Esta semana termino un mandato de doce años como miembro de un órgano de tratados de la ONU. Durante estos años he coincidido con gobiernos del PP y del PSOE. Si contamos desde el momento en que mi candidatura fue seleccionada, puedo enumerar tres presidentes de gobierno y seis ministros y ministras de Asuntos Exteriores, por no contar los diferentes cargos en el ministerio y en las embajadas correspondientes.
Durante estos años he sentido que, en relación conmigo y los temas que he llevado, las autoridades citadas han respetado el carácter independiente de mi cargo, incluso cuando se trataba de asuntos que creaban problemas serios al gobierno. He percibido que estos temas eran llevados con cierta actitud de política de estado que escapaba a las disputas partidistas que en cada momento se daban en Madrid.
Me gusta decir, por que es verdad, que mi candidatura fue ideada a iniciativa de personas de las sociedad civil y presentada por organizaciones de derechos humanos, resultó seleccionada en un proceso organizado y dirigido por un gobierno socialista, y finalmente fue firmada y remitida a la ONU por un gobierno del PP. Allí fue elegida en votación por los 54 estados que forman parte del ECOSOC. Mi primera reelección fue apoyada en la ONU por un gobierno del PP, mi segunda y última reelección fue apoyada en la ONU por un gobierno socialista.
Ni de unos ni de otros he recibido una indicación o indirecta de orden político que contraviniera las exigencias de un cargo que tenía naturaleza independiente.
Siento que me toca decirlo porque vivimos en un tiempo en que necesitamos atribuir a lo público una suciedad de la que por contraste queremos sentirnos inocentemente distantes. Mi experiencia es que nadie me preguntó por mis simpatías o lealtades políticas para apoyar mis candidaturas, siendo que publico aquí mis opiniones y, en ocasiones, cuando en conciencia creo que toca, no son favorables a uno u a otro de los partidos mencionados.
Dudo que sea buena idea compartir una experiencia tan personal. Si lo que tuviera que contarles hablara mal de la política española, sería probablemente mejor entendido, pero como es bueno, corre el riesgo de ser recibido con sospecha o displicencia. Aun así, creo que las cosas buenas hay que contarlas. Quizá esta experiencia refleje algo que tenga valor.
La política exterior debería ser ese espacio protegido de las disputas partidistas más inmediatas y defender los intereses de fondo tanto del país del que se trate como –tal era mi función– de la comunidad internacional y sus valores y principios. Debe ser espacio protegido de polémicas cortoplacistas pensadas para dañar al otro partido.

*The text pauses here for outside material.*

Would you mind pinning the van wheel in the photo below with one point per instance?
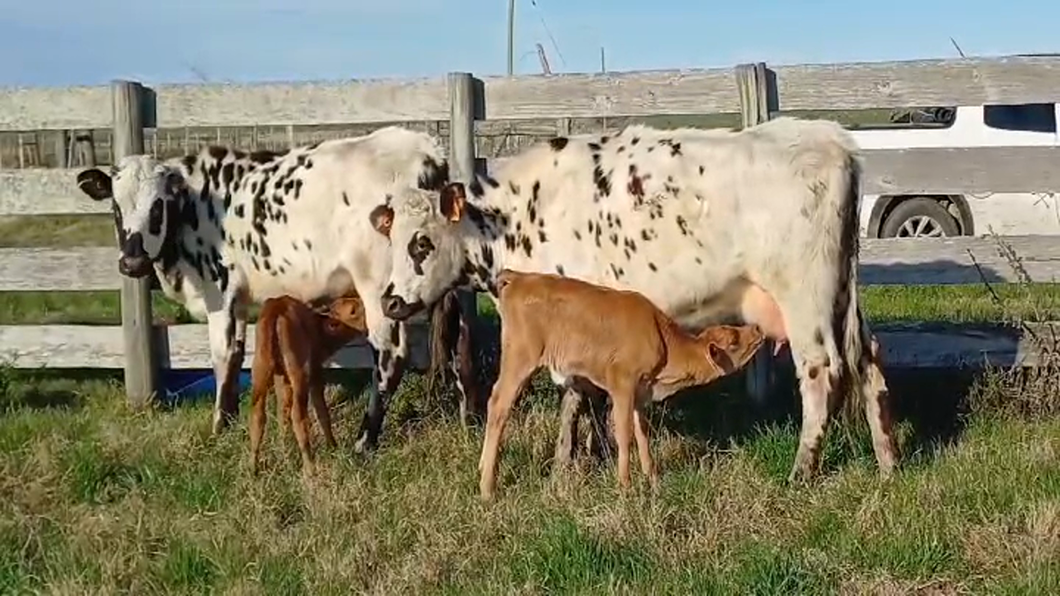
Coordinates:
(919, 217)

Espacio protegido de ese partidismo mal entendido deberían ser también las instituciones que, aun siendo elegidas en ámbitos políticos o teniendo naturaleza de derecho público, transcienden las tareas ejecutivas, con funciones de control, supervisión, transparencia, competencia o similares. La calidad de la democracia es mejor cuando la independencia de estos espacios se respeta.

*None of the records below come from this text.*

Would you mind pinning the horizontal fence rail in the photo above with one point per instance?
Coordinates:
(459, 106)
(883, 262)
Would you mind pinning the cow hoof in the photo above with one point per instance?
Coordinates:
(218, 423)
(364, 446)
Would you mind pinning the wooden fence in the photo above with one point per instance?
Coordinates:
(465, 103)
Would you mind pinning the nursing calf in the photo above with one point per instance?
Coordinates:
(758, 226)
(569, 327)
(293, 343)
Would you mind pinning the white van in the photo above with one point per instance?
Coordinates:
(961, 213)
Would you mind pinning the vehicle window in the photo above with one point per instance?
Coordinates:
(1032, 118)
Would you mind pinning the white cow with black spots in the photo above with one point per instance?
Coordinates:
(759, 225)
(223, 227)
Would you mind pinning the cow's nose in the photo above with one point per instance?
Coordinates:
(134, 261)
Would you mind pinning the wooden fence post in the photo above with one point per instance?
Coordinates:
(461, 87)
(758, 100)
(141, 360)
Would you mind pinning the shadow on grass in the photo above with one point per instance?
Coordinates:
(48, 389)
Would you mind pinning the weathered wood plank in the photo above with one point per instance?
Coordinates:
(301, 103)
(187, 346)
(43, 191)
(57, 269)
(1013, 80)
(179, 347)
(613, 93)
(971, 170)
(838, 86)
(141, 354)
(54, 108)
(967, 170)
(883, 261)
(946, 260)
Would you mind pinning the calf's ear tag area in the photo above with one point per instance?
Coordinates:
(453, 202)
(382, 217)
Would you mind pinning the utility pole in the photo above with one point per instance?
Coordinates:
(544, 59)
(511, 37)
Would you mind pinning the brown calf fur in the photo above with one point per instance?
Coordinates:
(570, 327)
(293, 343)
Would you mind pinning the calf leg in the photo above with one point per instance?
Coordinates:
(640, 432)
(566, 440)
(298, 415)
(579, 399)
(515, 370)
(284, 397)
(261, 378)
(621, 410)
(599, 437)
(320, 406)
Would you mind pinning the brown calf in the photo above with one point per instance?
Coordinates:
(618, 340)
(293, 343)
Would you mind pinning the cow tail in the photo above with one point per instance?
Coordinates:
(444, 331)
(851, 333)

Esta es una labor de todos, incluida la sociedad civil, que puede comprometerse con el buen gobierno de lo común. Es tarea principalmente, por supuesto, del gobierno y del partido que lo sustenta, puesto que a ellos les cabe la mayor responsabilidad de proponer procedimientos y candidatos solventes y con visión de estado –lo que no necesariamente significa que no tengan trayectoria política, como si semejante dedicación fuera necesariamente mácula inhabilitante que les deba perseguir por siempre–. También es tarea de la oposición, que debe ser leal en estas materias y cuyo protagonismo no puede basarse en el bloqueo de los consensos o en recurrir de forma tramposa y facilona a estos asuntos para hacer efectista oposición interna. La calidad de la democracia es tarea de todos.